Чтобы пояснить свою мысль, должен напомнить, что полководцы приобретают славу двумя различными путями. Одни, располагая издавна хорошо обученными и вполне благоустроенными войсками, совершали с их помощью великие дела. Таковы были, главным образом, римские полководцы и другие, начальствовавшие над такими войсками, в которых надо было только поддерживать порядок и разумно ими распоряжаться.

Другим путем шли те, кому предстояло не только одолеть врага, но еще задолго до встречи с ним создать и устроить свои силы заново. Они, несомненно, заслуживают большей похвалы, чем те, кто совершал блестящие подвиги, командуя старыми и опытными войсками. Таковы были Пелопид и Эпаминонд, Тулл Гостилий, Филипп Македонский, отец Александра, Кир, царь персов, римлянин Семпроний Гракх.
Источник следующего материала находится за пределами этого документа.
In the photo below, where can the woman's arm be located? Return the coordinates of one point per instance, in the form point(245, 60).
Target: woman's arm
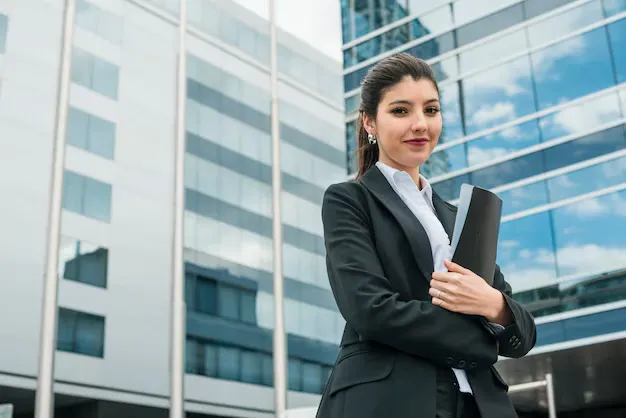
point(520, 334)
point(369, 304)
point(460, 290)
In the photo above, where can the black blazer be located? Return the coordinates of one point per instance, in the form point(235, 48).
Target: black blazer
point(379, 264)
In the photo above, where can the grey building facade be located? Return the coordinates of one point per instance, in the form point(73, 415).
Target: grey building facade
point(115, 261)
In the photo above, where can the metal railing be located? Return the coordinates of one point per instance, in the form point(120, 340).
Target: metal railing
point(547, 383)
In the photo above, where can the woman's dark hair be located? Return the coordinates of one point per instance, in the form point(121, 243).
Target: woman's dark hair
point(380, 78)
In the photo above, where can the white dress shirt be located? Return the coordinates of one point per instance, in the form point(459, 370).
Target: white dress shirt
point(420, 202)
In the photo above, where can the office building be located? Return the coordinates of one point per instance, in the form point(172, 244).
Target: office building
point(534, 107)
point(113, 340)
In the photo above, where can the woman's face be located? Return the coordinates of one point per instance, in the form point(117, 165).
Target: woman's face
point(408, 123)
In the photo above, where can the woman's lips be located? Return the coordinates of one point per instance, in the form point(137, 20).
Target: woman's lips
point(417, 142)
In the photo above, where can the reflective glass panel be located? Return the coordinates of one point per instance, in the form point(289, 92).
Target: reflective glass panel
point(468, 10)
point(487, 25)
point(585, 148)
point(509, 171)
point(494, 50)
point(503, 142)
point(498, 95)
point(617, 35)
point(590, 235)
point(588, 53)
point(587, 180)
point(526, 252)
point(536, 7)
point(580, 117)
point(522, 198)
point(4, 22)
point(613, 7)
point(554, 27)
point(451, 113)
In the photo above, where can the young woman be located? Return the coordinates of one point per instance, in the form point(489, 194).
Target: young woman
point(422, 333)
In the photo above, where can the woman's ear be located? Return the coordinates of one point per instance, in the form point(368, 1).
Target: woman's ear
point(369, 124)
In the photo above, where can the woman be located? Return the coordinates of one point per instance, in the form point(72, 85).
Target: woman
point(422, 333)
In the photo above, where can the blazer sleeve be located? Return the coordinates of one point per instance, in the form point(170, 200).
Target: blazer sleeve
point(369, 304)
point(519, 337)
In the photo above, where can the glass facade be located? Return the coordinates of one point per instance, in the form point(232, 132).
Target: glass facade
point(115, 252)
point(533, 106)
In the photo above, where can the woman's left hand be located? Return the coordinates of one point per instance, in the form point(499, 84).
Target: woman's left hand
point(461, 290)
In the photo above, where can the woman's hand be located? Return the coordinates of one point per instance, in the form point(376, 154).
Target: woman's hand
point(460, 290)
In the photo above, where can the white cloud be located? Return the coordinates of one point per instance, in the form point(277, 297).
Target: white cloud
point(589, 258)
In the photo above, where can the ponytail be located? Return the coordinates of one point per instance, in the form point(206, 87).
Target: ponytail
point(368, 153)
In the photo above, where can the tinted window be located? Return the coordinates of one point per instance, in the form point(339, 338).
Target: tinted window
point(564, 23)
point(585, 148)
point(526, 252)
point(447, 160)
point(613, 7)
point(4, 23)
point(509, 171)
point(83, 262)
point(589, 235)
point(81, 333)
point(91, 133)
point(451, 113)
point(99, 21)
point(498, 95)
point(95, 73)
point(449, 189)
point(536, 7)
point(503, 142)
point(617, 36)
point(588, 53)
point(528, 165)
point(490, 24)
point(86, 196)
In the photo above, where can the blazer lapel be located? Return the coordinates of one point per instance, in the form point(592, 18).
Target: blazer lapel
point(446, 214)
point(415, 233)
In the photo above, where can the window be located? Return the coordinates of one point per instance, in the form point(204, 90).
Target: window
point(553, 158)
point(91, 133)
point(617, 36)
point(80, 333)
point(588, 53)
point(95, 73)
point(211, 359)
point(487, 25)
point(4, 23)
point(83, 262)
point(212, 297)
point(99, 21)
point(86, 196)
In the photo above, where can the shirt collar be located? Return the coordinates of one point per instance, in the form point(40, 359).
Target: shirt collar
point(393, 175)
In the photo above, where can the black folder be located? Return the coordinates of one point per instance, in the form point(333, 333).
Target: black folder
point(476, 230)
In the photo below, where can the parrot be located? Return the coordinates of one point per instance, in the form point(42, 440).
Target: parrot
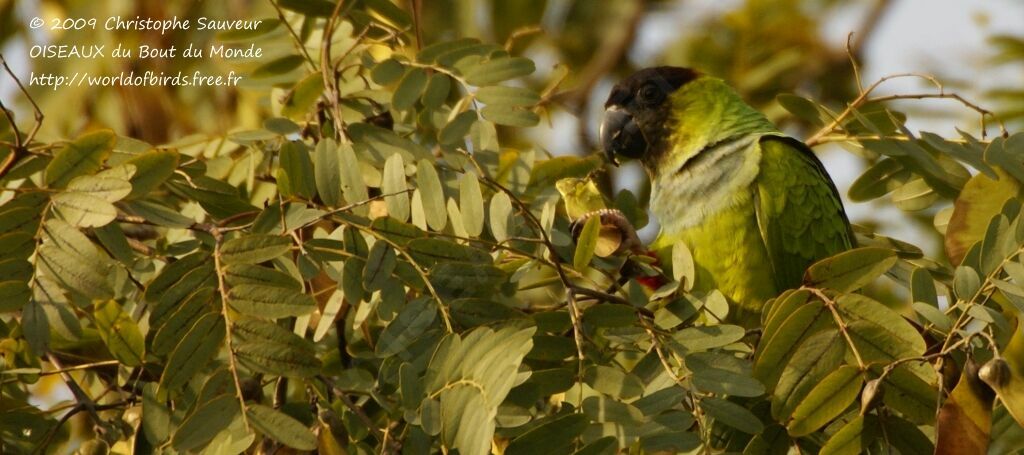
point(754, 206)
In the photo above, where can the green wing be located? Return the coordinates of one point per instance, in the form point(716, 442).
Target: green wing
point(800, 212)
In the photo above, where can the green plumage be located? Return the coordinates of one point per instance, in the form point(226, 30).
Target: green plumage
point(754, 206)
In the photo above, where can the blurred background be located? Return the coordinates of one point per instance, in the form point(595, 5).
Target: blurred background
point(762, 47)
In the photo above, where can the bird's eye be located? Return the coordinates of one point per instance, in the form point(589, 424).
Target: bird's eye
point(650, 94)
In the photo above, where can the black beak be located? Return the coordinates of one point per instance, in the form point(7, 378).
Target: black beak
point(622, 135)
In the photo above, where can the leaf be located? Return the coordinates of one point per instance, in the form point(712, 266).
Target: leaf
point(328, 172)
point(433, 196)
point(411, 323)
point(120, 333)
point(74, 273)
point(209, 418)
point(722, 373)
point(826, 401)
point(281, 427)
point(278, 359)
point(731, 414)
point(501, 216)
point(847, 441)
point(554, 436)
point(501, 94)
point(254, 249)
point(394, 184)
point(851, 270)
point(295, 176)
point(879, 333)
point(380, 264)
point(276, 67)
point(83, 156)
point(196, 349)
point(409, 89)
point(612, 381)
point(83, 209)
point(965, 420)
point(817, 356)
point(981, 199)
point(303, 95)
point(510, 116)
point(437, 90)
point(610, 315)
point(352, 184)
point(586, 243)
point(107, 189)
point(471, 375)
point(386, 72)
point(499, 70)
point(269, 301)
point(804, 109)
point(471, 204)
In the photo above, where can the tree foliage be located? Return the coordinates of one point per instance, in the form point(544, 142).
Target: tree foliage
point(387, 263)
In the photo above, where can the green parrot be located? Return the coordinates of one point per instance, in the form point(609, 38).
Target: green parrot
point(754, 206)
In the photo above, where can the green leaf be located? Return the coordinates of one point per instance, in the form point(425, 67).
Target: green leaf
point(314, 8)
point(612, 381)
point(209, 418)
point(804, 109)
point(107, 189)
point(501, 216)
point(437, 90)
point(471, 204)
point(851, 270)
point(281, 427)
point(817, 356)
point(352, 184)
point(847, 441)
point(120, 333)
point(83, 156)
point(83, 209)
point(195, 350)
point(254, 249)
point(694, 339)
point(410, 89)
point(278, 67)
point(328, 175)
point(456, 130)
point(411, 323)
point(510, 116)
point(380, 264)
point(303, 96)
point(269, 301)
point(501, 94)
point(722, 373)
point(610, 315)
point(731, 414)
point(72, 272)
point(498, 70)
point(554, 436)
point(393, 183)
point(295, 177)
point(278, 359)
point(586, 243)
point(433, 195)
point(826, 401)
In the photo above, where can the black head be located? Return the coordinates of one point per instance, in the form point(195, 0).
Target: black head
point(637, 112)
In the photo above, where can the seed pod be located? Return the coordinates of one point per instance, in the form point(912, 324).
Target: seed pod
point(995, 373)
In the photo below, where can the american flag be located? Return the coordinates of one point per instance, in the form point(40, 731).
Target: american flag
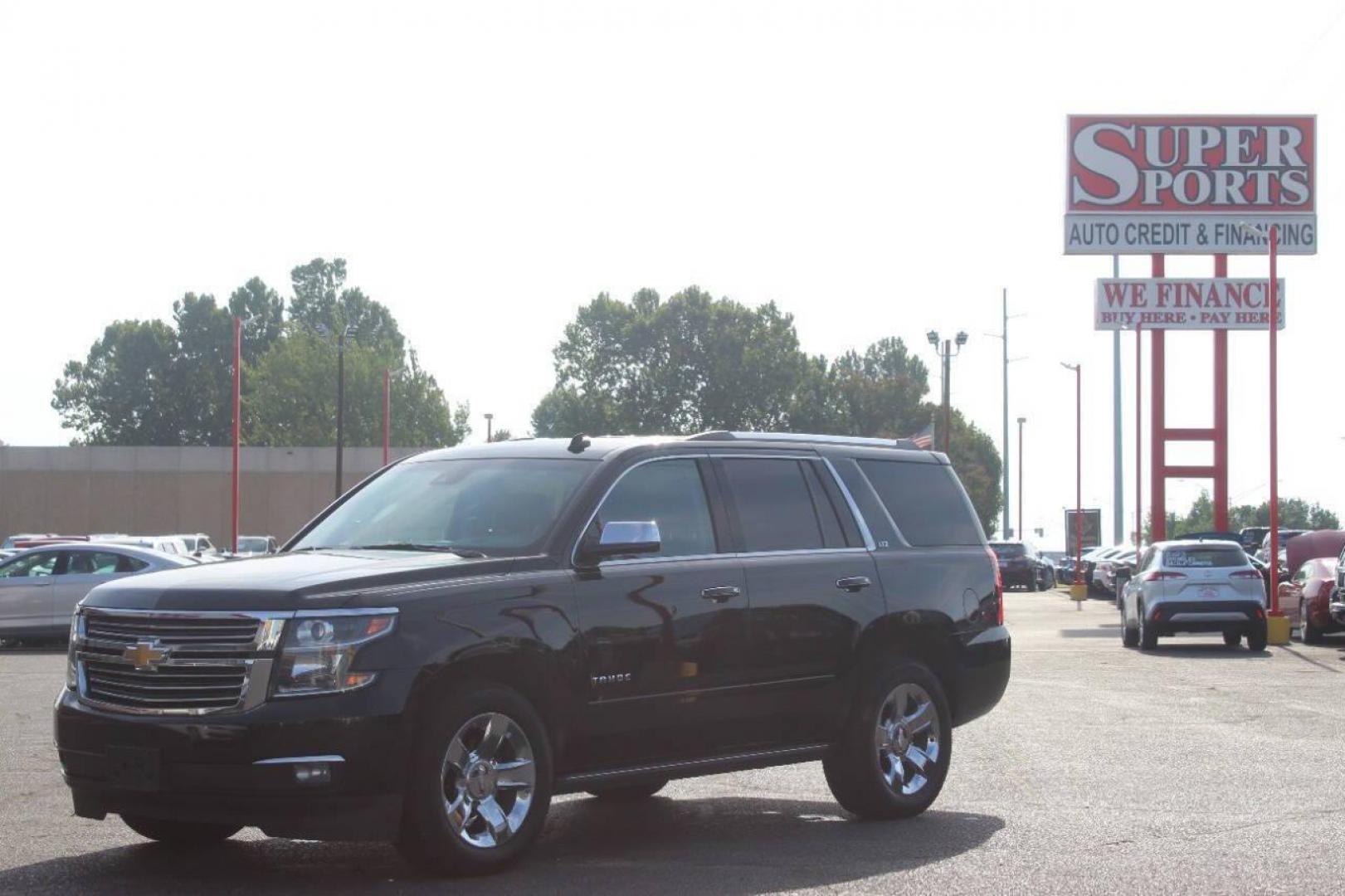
point(924, 437)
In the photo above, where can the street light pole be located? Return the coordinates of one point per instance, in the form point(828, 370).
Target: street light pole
point(238, 353)
point(387, 408)
point(340, 404)
point(1273, 313)
point(946, 355)
point(1021, 421)
point(1079, 478)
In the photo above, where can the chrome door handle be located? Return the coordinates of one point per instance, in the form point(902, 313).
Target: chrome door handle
point(721, 593)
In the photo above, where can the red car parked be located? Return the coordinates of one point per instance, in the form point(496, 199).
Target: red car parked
point(1305, 599)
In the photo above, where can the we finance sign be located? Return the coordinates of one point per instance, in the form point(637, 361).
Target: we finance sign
point(1180, 303)
point(1191, 184)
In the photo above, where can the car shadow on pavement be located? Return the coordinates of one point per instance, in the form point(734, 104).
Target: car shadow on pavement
point(723, 845)
point(1204, 651)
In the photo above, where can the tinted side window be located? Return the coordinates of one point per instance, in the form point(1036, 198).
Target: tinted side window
point(773, 504)
point(671, 494)
point(924, 502)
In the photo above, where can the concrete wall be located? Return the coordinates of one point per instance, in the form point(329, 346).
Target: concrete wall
point(158, 491)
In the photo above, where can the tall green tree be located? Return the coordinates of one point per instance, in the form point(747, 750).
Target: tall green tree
point(694, 363)
point(684, 365)
point(160, 383)
point(117, 396)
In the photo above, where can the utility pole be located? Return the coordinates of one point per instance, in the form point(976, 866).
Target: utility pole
point(1004, 341)
point(340, 402)
point(1118, 499)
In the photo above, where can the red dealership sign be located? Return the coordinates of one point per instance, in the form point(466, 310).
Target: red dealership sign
point(1187, 183)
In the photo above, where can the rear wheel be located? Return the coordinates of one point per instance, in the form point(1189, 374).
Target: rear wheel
point(1309, 632)
point(894, 753)
point(1148, 635)
point(1128, 634)
point(179, 833)
point(628, 792)
point(479, 782)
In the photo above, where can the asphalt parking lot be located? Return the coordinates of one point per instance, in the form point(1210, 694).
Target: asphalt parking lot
point(1193, 768)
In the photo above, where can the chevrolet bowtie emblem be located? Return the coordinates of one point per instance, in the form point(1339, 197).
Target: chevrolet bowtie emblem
point(145, 654)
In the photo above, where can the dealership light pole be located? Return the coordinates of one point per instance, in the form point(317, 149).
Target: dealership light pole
point(1004, 447)
point(946, 357)
point(1021, 421)
point(1079, 480)
point(1271, 234)
point(1117, 462)
point(238, 354)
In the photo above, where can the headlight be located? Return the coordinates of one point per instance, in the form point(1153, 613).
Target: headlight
point(319, 650)
point(71, 668)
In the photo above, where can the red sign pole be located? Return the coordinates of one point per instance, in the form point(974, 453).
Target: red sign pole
point(238, 343)
point(1139, 444)
point(1274, 430)
point(387, 405)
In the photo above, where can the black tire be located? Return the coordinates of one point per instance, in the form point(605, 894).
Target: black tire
point(1308, 632)
point(179, 833)
point(428, 840)
point(1128, 634)
point(628, 792)
point(1148, 635)
point(859, 772)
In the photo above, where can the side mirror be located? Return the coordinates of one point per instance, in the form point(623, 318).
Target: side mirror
point(624, 538)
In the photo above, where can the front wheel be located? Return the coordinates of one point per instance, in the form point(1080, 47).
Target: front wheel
point(179, 833)
point(479, 782)
point(894, 751)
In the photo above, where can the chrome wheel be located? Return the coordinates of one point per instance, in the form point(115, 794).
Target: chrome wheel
point(489, 777)
point(907, 739)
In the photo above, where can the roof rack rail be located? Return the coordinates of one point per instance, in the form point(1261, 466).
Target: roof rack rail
point(724, 435)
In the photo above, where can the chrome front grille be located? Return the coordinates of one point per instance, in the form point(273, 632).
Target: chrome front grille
point(175, 662)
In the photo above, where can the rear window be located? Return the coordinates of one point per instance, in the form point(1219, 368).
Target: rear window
point(924, 501)
point(1202, 558)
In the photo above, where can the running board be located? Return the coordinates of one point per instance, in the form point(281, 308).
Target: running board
point(689, 768)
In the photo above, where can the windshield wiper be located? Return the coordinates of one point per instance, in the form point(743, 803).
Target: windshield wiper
point(405, 545)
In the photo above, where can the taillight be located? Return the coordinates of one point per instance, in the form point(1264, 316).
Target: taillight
point(1000, 588)
point(1158, 575)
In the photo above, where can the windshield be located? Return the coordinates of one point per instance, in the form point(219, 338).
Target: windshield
point(496, 506)
point(1202, 558)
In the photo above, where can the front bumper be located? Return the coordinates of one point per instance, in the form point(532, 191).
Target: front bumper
point(214, 768)
point(1172, 616)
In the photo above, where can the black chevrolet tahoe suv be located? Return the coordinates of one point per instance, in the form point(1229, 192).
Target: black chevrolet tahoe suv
point(475, 630)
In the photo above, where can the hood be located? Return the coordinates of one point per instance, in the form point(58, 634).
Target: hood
point(319, 580)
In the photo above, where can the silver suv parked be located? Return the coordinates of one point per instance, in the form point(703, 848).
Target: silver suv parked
point(1193, 586)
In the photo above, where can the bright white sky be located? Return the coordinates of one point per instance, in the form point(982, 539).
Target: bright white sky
point(487, 167)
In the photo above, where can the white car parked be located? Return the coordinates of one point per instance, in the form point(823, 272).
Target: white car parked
point(1193, 586)
point(39, 587)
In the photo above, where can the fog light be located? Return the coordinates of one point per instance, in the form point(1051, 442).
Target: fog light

Все они должны были сначала образовать свое войско и только после этого могли начинать войну. Предприятие их удалось отчасти по мудрости их, отчасти потому, что они располагали достаточным количеством людей, которых можно было призвать под знамена. Никто из этих мужей, каким бы выдающимся человеком он ни был, не мог бы сделать ничего, если бы ему пришлось действовать в чужой стране, среди развращенных людей, не имеющих понятия о том, что значит честно повиноваться.

В Италии недостаточно быть хорошим руководителем готового войска, надо сначала уметь его создать, а потом научиться им повелевать. Это возможно только для князей с большими владениями и многочисленным населением. Я к их числу не принадлежу, ибо всегда командовал и могу командовать только чужими войсками и людьми, зависящими от других, а не от меня.

Предоставляю вам решить, возможны ли в этой среде какие-нибудь задуманные мною улучшения. Могу ли я заставить нынешних солдат носить другое, более тяжелое оружие, кроме трехдневного запаса продовольствия и кирки? Как заставлю я их рыть окопы или каждый день обучаться по нескольку часов в полном вооружении, чтобы сделать из них настоящих воинов, годных для большой войны? Как могу я отучить их от игры, разврата, богохульства и ежедневных безобразий?

Можно ли подчинить этих людей такой дисциплине и воспитать в них такое чувство повиновения и уважения, чтобы они, как те древние солдаты, о которых мы постоянно читаем у историков, не смели тронуть яблони, растущей в середине лагеря? Могу ли я обещать им нечто такое, что внушит им ко мне уважение, любовь или страх, если по окончании войны мы все разойдемся в разные стороны?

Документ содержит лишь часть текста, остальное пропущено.